The purpose of this study was to identify characteristic patterns of syndesmotic screw (SS) failure, and any effects on clinical outcome. A retrospective study was performed using a consecutive series of patients treated with open reduction and internal fixation with trans-syndesmotic screws for unstable ankle fractures with syndesmotic injury between 2015 and 2017. Patient demographics, fracture characteristics and classification, rates and patterns of trans-syndesmotic screw breakage, and backout were analyzed. Functional outcome was assessed using passive range of motion (ROM) and Maryland Foot Score (MFS). A total of 113 patients (67%) had intact screws and 56 patients (33%) demonstrated either screw breakage or backout. Patients with SS failure were younger (P = .002) and predominantly male (P = .045). Fracture classification and energy level of injury were not associated with screw failure. Nine screws (11%) demonstrated backout (2 also broke) and 56 other screws broke. There was no association between the number of screws or cortices of purchase and screw failure. There was a trend toward a higher proportion of screw removal (20%) in this failed SS group compared with the intact SS group (12%) (P = .25), but with similar ankle ROM and MFS (P > .07).
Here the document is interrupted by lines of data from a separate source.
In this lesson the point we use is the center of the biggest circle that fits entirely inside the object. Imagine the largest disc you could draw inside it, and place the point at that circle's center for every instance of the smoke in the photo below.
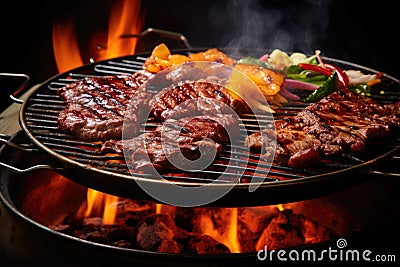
(296, 26)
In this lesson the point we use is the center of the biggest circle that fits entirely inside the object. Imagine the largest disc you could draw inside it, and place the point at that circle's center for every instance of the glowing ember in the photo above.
(229, 236)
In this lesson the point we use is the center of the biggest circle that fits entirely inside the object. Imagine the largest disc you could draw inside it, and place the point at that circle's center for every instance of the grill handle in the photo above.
(20, 89)
(386, 174)
(18, 170)
(161, 33)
Syndesmotic screw breakage was common in younger, male patients. Despite similarities in ankle range of motion and clinical outcome scores to patients with intact screws, there was a trend towards more frequent screw removal. This information can be used to counsel patients pre- and postoperatively regarding the potential for screw failure and subsequent implant removal. Level III, retrospective case-control study.